学歴社会というのも嘘じゃないし、中卒で日雇い労働者として暮らしていかざるを得ない状況も、必ずしも自分だけの所為ではなかったのも確かなことだろう。しかし、それでもそれを受け入れながら、本当には鬱積するものがたまる一方であるとか、普通に性的に女性を欲する毎日であるというのも、理解はできるし、そのとおりだろうと思うわけだ。そうでありながら共感ができないのは、そういう嫌な部分を内包している自分に肯定するわけにはいかないという思いがある所為ではないだろうか。実際に見ていて、そういう人であることは仕方が無いことかもしれないにせよ、やっぱり物語としてはどこかで区切りをつけて変わってほしいということを願う所為ではないだろうか。何とか立ち直って欲しいとか、実際いい具合になりかけているのに、何をやっているんだというような、小さな怒りを覚えるというのもある。それが映画としてのリアリティだし、作品としての素晴らしさであることは重々承知していながら、本当にやりきれない気分のようなものが残るように感じる。それが繰り返しになるが、駄目なものは駄目だというリアリティということになるんだろうか。仕方がないで、なんだか片付けられないような、非常に残念な気分になってしまうのかもしれない。
そういう気分になるにせよ、やはりそういう生き方をしている人たちというのは、大勢いるのかもしれない。なんだくだらねえじゃないか、と仲間である本人が仲間を罵倒してさげずんでいるうちは、破滅的であるにせよ、それでよかったのかもしれない。
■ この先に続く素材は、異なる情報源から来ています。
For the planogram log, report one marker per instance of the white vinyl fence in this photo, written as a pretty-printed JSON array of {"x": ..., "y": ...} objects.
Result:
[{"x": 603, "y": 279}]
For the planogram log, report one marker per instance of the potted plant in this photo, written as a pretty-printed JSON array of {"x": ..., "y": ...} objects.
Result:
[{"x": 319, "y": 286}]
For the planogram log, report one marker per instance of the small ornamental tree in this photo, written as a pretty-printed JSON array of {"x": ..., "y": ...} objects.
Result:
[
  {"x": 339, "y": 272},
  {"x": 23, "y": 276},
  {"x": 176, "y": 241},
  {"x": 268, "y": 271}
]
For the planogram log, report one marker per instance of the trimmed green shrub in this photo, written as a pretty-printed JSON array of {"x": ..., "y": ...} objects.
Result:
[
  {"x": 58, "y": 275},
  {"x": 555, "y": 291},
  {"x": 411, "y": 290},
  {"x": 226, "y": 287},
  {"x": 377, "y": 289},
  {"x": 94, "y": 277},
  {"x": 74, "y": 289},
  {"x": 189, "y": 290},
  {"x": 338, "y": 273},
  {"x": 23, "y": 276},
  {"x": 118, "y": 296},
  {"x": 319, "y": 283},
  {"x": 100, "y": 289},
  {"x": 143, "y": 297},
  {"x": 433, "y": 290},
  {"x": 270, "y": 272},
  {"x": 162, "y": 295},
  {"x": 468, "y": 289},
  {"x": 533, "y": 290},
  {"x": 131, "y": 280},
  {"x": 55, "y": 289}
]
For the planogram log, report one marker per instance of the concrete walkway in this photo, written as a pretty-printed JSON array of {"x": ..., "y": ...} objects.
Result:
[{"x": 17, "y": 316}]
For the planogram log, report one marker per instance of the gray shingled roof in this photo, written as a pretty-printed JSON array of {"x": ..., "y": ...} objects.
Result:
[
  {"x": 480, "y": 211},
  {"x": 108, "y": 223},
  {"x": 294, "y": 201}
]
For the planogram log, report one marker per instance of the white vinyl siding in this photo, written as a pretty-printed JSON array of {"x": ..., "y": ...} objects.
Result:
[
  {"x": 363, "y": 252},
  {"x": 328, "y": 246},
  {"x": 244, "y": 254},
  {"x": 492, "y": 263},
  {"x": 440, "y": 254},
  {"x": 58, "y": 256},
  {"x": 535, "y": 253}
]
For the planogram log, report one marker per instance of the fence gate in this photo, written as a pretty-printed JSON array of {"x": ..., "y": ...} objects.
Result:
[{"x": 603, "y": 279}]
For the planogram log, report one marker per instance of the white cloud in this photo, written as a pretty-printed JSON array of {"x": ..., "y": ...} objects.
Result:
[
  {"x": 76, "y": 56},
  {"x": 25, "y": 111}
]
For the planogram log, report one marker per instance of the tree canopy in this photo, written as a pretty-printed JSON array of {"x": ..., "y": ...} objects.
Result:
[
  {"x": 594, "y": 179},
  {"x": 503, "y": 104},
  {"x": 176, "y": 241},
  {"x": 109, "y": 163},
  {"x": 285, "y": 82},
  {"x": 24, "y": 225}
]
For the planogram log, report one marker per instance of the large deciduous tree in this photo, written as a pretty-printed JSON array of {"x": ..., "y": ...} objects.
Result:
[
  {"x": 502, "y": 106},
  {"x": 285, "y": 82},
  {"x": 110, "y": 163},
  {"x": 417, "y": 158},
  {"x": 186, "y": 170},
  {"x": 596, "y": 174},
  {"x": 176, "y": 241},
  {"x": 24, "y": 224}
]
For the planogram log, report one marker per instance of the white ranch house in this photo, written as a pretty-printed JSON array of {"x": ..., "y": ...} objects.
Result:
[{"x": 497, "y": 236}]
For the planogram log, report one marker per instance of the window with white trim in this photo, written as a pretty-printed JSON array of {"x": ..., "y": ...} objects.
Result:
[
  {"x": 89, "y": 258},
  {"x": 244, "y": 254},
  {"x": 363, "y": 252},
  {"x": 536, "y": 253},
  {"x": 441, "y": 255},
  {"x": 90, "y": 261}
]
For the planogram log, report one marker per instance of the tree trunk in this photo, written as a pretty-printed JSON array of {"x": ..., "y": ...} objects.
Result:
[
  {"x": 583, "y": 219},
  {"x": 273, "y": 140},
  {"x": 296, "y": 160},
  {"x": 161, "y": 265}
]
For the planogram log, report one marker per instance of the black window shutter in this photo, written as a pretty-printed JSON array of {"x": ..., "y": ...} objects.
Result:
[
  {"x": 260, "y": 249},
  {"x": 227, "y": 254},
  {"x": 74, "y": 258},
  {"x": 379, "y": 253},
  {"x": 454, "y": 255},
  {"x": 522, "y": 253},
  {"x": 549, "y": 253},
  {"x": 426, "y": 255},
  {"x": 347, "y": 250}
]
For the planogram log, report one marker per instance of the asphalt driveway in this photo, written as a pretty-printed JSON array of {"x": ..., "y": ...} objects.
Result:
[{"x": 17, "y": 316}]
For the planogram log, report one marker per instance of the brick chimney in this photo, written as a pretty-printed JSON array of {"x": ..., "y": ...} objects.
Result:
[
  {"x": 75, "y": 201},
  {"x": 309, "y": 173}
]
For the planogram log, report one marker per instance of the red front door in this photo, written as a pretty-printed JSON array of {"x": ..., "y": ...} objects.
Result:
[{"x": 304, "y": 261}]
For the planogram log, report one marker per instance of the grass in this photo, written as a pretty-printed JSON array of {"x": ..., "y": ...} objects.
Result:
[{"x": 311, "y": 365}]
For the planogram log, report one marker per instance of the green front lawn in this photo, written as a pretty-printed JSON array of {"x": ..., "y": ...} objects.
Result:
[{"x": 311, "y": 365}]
しかし本当に這いつくばってでも抜け出そうとしている仲間が実際にいて、そうして置いていかれて、さらに自堕落になってしまうとか、惨めになってしまうというのが、人間の本性といわれると、さらに悲しいだけの気分になってしまう。それが狙いだと、何度も自分に言い聞かせながら、精神状態を保たなくてはとても体が持たない感じだ。
実際の原作者は賞を取り、テレビに出るようになり、生活は変わった可能性がある。そのための肥やしの人生だったのかどうかは、直接はこの作品とは関係が無いのだが、気になるところではある。やはり願望としての未来的な救いを求めてしまう所為なのであろうか。